Maths students learn how to interpret the numbers resulting from their research, from understanding means, medians and modes to producing bar charts, line graphs and other ways to present data.

However, students are not systematically taught about how to apply research ethics.

“The topic of research ethics is not the same as philosophical ethics classes such as those covered in Primary Ethics classes,” says Todorov.

“I think that HSC students would benefit greatly from a short course in applied research ethics to supplement everything else that students learn about research during high school.”

Australia already has a standard for this practice, and school students should know about it, she adds.

The National Statement on Ethical Conduct in Human Research (2018) provides guidelines for every institution that conducts research in Australia.

“The guidelines help make sure that people who participate in research are given respect and protection, and that the research benefits the community,” she adds.

Making research ethics training available

With growing interest in research and personal interest projects in high school curriculums, many of these collecting original data, Todorov says that it’s becoming very important that a research ethics unit is made available to school students.
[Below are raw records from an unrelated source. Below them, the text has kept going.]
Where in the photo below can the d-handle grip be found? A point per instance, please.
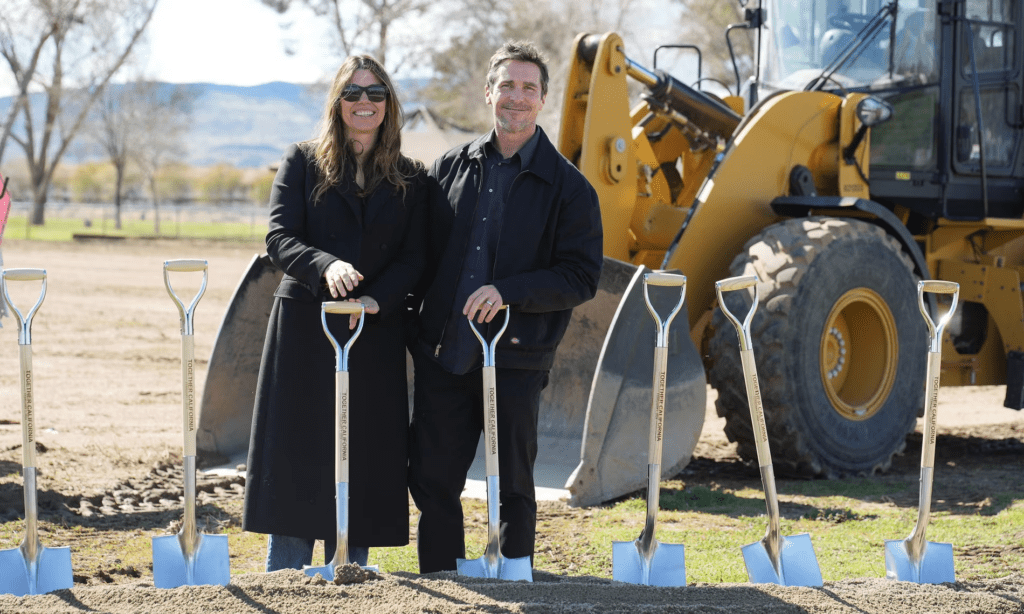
(935, 329)
(740, 282)
(185, 266)
(658, 278)
(25, 274)
(733, 283)
(938, 287)
(345, 307)
(488, 349)
(185, 313)
(25, 320)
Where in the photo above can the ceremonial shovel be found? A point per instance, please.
(188, 558)
(341, 403)
(645, 560)
(31, 569)
(775, 559)
(913, 559)
(493, 564)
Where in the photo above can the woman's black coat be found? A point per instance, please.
(290, 488)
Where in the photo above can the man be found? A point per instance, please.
(520, 226)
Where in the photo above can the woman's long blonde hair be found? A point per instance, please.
(334, 156)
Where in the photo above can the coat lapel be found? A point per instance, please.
(377, 202)
(352, 201)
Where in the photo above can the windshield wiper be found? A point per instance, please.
(853, 50)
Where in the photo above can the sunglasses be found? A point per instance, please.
(352, 92)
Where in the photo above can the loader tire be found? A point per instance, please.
(839, 343)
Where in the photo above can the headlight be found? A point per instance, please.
(872, 112)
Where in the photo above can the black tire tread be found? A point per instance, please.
(780, 256)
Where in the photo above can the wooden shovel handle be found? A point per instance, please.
(188, 417)
(341, 403)
(28, 409)
(489, 421)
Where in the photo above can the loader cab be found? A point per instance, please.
(942, 64)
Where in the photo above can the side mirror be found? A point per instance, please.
(870, 112)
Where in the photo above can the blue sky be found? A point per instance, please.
(235, 42)
(242, 42)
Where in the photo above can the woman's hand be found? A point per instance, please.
(341, 278)
(370, 306)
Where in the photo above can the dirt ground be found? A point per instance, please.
(107, 351)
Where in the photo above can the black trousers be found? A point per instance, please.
(448, 422)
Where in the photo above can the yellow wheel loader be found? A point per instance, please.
(878, 143)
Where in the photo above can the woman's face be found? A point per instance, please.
(363, 116)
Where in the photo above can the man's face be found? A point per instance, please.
(515, 96)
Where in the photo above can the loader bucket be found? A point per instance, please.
(225, 414)
(601, 444)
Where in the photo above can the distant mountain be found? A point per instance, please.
(248, 127)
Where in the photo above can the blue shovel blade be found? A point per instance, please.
(508, 569)
(52, 572)
(210, 564)
(799, 564)
(668, 566)
(935, 567)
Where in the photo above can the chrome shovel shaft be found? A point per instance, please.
(44, 569)
(655, 436)
(188, 558)
(492, 555)
(645, 560)
(783, 560)
(915, 541)
(772, 538)
(341, 413)
(188, 535)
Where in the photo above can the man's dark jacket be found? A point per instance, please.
(549, 253)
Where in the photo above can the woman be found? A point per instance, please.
(346, 223)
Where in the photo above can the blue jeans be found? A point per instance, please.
(284, 552)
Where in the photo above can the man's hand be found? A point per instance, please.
(341, 276)
(369, 306)
(486, 300)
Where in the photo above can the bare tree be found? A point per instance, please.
(89, 42)
(163, 113)
(25, 28)
(367, 26)
(141, 121)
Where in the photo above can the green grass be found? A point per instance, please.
(713, 523)
(62, 229)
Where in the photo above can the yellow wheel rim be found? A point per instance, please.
(859, 350)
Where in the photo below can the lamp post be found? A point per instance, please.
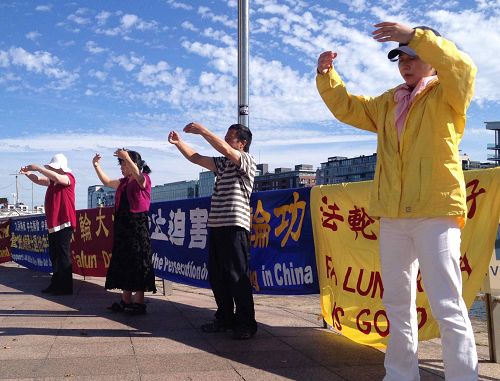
(243, 60)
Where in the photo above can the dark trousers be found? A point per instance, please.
(229, 276)
(60, 256)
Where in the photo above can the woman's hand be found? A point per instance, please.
(325, 61)
(174, 138)
(121, 153)
(195, 128)
(393, 31)
(96, 160)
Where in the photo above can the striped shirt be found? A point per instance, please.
(230, 204)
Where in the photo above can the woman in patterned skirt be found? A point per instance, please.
(131, 268)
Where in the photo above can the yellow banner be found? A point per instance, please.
(346, 243)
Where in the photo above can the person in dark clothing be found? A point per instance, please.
(131, 268)
(229, 226)
(61, 218)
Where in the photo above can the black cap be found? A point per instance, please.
(404, 48)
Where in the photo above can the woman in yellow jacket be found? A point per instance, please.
(418, 191)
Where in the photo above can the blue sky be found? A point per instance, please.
(90, 76)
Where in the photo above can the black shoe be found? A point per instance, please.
(216, 326)
(61, 292)
(136, 308)
(119, 306)
(48, 290)
(243, 333)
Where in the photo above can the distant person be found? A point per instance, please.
(131, 266)
(419, 189)
(229, 226)
(61, 218)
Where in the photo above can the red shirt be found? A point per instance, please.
(60, 205)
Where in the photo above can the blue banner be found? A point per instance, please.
(179, 236)
(282, 247)
(30, 243)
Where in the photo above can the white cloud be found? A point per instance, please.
(219, 36)
(129, 20)
(42, 63)
(189, 26)
(4, 59)
(205, 12)
(128, 23)
(128, 63)
(33, 36)
(44, 8)
(100, 75)
(93, 48)
(179, 5)
(79, 19)
(102, 17)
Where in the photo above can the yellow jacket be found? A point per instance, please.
(420, 176)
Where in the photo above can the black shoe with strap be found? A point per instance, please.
(49, 290)
(136, 309)
(216, 325)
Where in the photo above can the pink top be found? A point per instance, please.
(404, 97)
(60, 205)
(138, 198)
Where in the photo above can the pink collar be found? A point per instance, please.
(404, 96)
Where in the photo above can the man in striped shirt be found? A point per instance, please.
(229, 226)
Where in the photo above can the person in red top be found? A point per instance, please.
(61, 218)
(131, 266)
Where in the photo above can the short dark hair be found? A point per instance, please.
(242, 133)
(136, 158)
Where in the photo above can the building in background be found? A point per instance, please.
(467, 163)
(495, 156)
(100, 196)
(178, 190)
(206, 183)
(283, 178)
(339, 169)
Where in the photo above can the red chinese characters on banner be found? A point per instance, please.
(5, 241)
(329, 214)
(472, 197)
(359, 220)
(92, 241)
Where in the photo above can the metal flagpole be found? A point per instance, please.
(243, 60)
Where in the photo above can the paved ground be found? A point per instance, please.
(75, 338)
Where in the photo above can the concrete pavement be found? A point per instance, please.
(76, 338)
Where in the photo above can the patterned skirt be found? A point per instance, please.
(131, 267)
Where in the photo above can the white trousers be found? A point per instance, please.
(434, 245)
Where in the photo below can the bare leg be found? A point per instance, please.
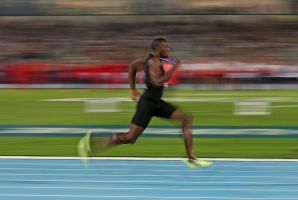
(119, 138)
(186, 123)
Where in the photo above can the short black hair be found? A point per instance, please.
(156, 42)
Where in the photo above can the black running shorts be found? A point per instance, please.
(147, 108)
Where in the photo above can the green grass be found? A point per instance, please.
(25, 107)
(157, 147)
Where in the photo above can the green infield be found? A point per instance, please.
(209, 108)
(272, 108)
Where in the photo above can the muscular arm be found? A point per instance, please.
(155, 74)
(134, 67)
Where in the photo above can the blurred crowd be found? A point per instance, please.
(114, 35)
(193, 39)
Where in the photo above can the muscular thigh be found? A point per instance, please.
(164, 109)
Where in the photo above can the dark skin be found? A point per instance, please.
(157, 79)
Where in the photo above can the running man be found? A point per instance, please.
(150, 104)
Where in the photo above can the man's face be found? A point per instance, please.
(164, 50)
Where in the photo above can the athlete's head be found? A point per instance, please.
(160, 46)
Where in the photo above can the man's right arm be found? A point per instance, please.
(134, 67)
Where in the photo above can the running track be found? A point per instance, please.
(125, 179)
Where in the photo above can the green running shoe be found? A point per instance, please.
(196, 163)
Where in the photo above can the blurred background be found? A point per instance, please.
(92, 41)
(235, 55)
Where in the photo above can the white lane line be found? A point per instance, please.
(150, 197)
(149, 188)
(150, 175)
(144, 165)
(146, 181)
(144, 158)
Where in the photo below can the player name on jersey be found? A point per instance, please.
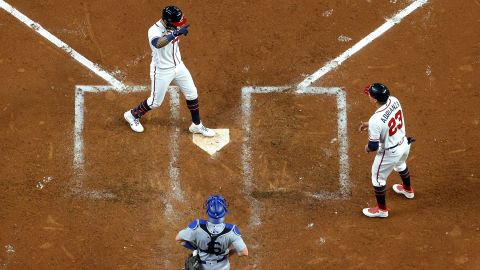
(389, 111)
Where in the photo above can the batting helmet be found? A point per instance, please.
(216, 208)
(378, 91)
(173, 17)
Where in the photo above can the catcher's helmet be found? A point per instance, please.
(173, 16)
(378, 91)
(216, 208)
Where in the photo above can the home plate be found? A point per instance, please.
(212, 145)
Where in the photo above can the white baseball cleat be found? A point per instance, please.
(375, 212)
(201, 129)
(134, 122)
(401, 190)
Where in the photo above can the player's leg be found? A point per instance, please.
(160, 80)
(184, 80)
(401, 167)
(381, 168)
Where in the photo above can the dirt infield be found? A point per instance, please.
(120, 210)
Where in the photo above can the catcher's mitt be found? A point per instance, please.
(192, 262)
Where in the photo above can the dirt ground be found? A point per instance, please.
(119, 212)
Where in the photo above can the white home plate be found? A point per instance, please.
(213, 144)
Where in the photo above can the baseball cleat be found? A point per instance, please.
(201, 129)
(375, 212)
(401, 190)
(134, 122)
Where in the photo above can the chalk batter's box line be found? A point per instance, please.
(343, 191)
(78, 144)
“We are in the process of conducting more pilots and looking at preparing materials to help teachers weave this material into their classes,” she says.
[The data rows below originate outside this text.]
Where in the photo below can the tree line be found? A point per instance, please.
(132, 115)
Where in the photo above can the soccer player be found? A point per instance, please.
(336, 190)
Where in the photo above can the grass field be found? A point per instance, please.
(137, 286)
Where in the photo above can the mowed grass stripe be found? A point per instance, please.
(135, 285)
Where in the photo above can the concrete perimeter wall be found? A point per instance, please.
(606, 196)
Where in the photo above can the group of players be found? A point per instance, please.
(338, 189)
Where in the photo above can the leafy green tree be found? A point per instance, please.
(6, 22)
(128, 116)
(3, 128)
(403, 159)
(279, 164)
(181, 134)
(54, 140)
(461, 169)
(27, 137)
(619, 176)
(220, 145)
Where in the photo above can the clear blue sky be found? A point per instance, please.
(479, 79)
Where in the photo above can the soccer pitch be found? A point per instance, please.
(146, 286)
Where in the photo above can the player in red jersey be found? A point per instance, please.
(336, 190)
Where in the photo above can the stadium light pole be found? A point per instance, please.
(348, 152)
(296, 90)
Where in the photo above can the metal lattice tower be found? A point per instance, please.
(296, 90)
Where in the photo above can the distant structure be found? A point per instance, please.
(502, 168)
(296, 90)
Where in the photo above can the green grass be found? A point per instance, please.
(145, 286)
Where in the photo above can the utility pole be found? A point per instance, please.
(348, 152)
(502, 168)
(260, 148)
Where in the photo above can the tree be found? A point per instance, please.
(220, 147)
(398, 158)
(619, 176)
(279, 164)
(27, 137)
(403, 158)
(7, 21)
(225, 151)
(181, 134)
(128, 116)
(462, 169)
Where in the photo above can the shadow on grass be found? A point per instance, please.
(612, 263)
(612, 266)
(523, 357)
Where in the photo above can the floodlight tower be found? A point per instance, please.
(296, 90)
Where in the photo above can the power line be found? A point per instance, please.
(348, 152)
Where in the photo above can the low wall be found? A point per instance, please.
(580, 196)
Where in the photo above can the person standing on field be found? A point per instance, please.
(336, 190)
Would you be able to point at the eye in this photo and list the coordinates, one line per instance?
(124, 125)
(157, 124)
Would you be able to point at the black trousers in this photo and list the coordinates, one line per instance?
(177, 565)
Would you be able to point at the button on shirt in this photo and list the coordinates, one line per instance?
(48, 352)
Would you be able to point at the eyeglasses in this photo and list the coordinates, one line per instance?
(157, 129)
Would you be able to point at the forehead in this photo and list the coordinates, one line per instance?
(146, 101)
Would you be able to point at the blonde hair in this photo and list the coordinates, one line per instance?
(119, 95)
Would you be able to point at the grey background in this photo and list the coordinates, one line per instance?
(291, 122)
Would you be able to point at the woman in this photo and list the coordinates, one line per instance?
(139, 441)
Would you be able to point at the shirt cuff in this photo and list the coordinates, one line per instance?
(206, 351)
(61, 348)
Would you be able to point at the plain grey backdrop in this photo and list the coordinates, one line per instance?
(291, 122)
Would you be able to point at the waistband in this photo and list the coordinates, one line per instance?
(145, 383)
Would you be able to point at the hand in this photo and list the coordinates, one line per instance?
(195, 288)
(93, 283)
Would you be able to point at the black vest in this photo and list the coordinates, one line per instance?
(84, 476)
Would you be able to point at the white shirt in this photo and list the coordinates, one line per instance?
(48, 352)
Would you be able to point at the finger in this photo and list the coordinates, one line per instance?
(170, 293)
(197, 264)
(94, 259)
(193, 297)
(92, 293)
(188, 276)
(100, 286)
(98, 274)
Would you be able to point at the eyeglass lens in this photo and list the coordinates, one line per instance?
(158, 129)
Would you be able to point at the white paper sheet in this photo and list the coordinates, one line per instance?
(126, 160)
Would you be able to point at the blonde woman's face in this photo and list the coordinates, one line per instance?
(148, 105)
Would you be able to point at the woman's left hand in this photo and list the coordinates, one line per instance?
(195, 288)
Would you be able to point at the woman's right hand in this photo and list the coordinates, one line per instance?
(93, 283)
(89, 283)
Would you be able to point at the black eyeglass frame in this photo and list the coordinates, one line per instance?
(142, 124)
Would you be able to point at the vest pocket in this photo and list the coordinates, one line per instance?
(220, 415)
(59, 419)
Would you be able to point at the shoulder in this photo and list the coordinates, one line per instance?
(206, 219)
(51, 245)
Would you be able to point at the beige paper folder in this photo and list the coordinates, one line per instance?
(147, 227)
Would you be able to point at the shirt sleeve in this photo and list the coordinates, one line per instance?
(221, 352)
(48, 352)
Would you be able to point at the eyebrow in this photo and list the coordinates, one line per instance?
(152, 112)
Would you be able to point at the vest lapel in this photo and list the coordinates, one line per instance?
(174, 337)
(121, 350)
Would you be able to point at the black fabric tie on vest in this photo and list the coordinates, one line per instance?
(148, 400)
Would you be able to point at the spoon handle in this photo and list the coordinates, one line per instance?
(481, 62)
Useful materials for students include templates, such as a single screen ‘consent statement’ that can be included at the front of a survey, and links to useful wellbeing resources at the end.

“Some students in geography, science and other subjects are also getting more opportunities to do original research involving data collection from a range of people,” she says.

“Applied research ethics training for high school is becoming more important as we see a growing number of students designing projects, often not realising they might be inadvertently coercing participation in their projects, perhaps leaving their participants unsettled at the end of questionnaires without recourse to having questions answered.”

Dr Natasha Todorov is a lecturer in the Department of Psychology.